Il Tar accoglie il ricorso dell'azienda contro il Comune di Cellole per l'impianto sulla torre dell'acquedotto

La società di telecomunicazioni Wind potrà installare un micro impianto sulla torre dell’acquedotto di Baia Domizia perché il ‘no’ imposto dal Comune di Cellole alla costruzione della struttura in via degli Oleandri si basa su un “provvedimento viziato”. A stabilirlo sono stati i giudici della settima sezione del Tar della Campania (presidente Rosalia Maria Rita Messina), che hanno accolto il ricorso del colosso della telecomunicazione.

Una vicenda nata nel 2015, quando la Wind ottiene il parere positivo dell’Arpac per l’installazione di un micro impianto per la copertura del segnale telefonico. La società presenta quindi comunicazione al Comune, che però si esprime negativamente perché ““l’area oggetto di intervento ricade in area vincolata ma non regolamentata da un piano paesaggistico” e che la “zona è assoggettata al regime di inedificabilità assolta ai sensi dell’art. 1 quinquies della L. 431/85”.

torre acquedotto-2

Una bocciatura impugnata dalla Wind, che porta il caso al Tar della Campania, dove il Comune si costituisce in giudizio per difendere la propria posizione. I giudici mettono nero su bianco che l’Ente “ha omesso di svolgere la benché minima valutazione in ordine alle caratteristiche dell’intervento e alla compatibilità o meno, sul piano paesaggistico, dell’opera che si intende realizzare. Non si rinviene alcun riferimento alla necessità o meno dell’autorizzazione paesaggistica della competente Soprintendenza statale, esclusa unicamente in corso di giudizio, con affermazione peraltro generica, dalla difesa della civica amministrazione.
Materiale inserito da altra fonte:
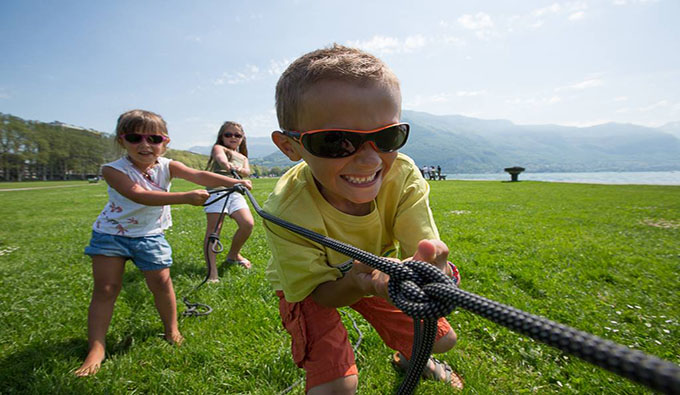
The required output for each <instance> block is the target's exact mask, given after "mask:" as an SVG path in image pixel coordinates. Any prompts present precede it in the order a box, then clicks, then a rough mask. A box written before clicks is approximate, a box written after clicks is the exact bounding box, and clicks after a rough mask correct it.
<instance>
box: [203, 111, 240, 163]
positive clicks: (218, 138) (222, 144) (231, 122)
mask: <svg viewBox="0 0 680 395" xmlns="http://www.w3.org/2000/svg"><path fill="white" fill-rule="evenodd" d="M230 127H231V128H234V129H236V130H238V131H239V132H241V134H243V139H242V140H241V144H239V146H238V149H237V151H238V153H239V154H241V155H243V156H245V157H246V158H247V157H248V145H247V144H246V133H245V132H244V131H243V126H242V125H241V124H240V123H238V122H232V121H227V122H225V123H223V124H222V127H220V131H219V132H217V141H215V144H214V145H221V146H223V147H226V145H224V143H223V140H222V135H224V133H226V132H227V129H228V128H230ZM227 158H228V159H229V160H231V155H230V154H229V152H227ZM214 161H215V160H214V159H213V157H212V155H210V159H208V164H207V166H206V169H208V170H210V167H211V166H212V164H213V162H214Z"/></svg>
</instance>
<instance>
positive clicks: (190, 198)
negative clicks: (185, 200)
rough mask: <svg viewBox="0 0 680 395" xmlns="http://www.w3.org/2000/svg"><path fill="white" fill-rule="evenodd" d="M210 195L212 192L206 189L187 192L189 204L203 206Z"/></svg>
mask: <svg viewBox="0 0 680 395" xmlns="http://www.w3.org/2000/svg"><path fill="white" fill-rule="evenodd" d="M209 197H210V193H208V191H206V190H205V189H196V190H193V191H189V192H186V198H187V202H186V203H187V204H191V205H192V206H201V205H202V204H203V203H205V201H206V200H208V198H209Z"/></svg>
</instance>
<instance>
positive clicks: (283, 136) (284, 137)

Né il provvedimento gravato contempla il richiamo al Regolamento comunale, anch’esso menzionato unicamente negli scritti difensivi dell’ente resistente, tanto da non poter rilevare nel giudizio se non quale inammissibile tentativo di integrazione postuma della motivazione”.
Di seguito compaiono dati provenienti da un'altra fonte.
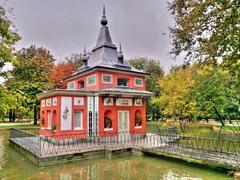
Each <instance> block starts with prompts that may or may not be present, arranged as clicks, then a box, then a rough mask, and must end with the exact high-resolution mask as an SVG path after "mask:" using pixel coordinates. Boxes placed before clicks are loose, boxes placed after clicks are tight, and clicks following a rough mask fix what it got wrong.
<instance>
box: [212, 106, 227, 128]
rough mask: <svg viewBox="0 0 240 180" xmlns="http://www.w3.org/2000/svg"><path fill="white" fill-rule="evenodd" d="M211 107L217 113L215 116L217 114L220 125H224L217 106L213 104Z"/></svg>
mask: <svg viewBox="0 0 240 180" xmlns="http://www.w3.org/2000/svg"><path fill="white" fill-rule="evenodd" d="M213 108H214V110H215V112H216V114H217V116H218V118H219V120H220V122H221V124H222V126H225V124H224V122H223V119H222V116H221V115H220V113H219V112H218V110H217V108H216V107H215V106H213Z"/></svg>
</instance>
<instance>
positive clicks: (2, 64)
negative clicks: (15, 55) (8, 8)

In definitiva, secondo i giudici del Tar, “il provvedimento impugnato risulta viziato, essendosi limitata la stessa amministrazione a ritenere l’intervento oggetto di SCIA “inammissibile” con il regime di tutela, il che disvela l’utilizzo di una formulazione apodittica e dunque in assenza di adeguata motivazione in capo al provvedimento stesso”. Il Tribunale amministrativo ha quindi condannato il Comune di Cellole al pagamento delle spese di giudizio per 2500 euro e all’annullamento del provvedimento con il quale si bloccava l’installazione dell’impianto.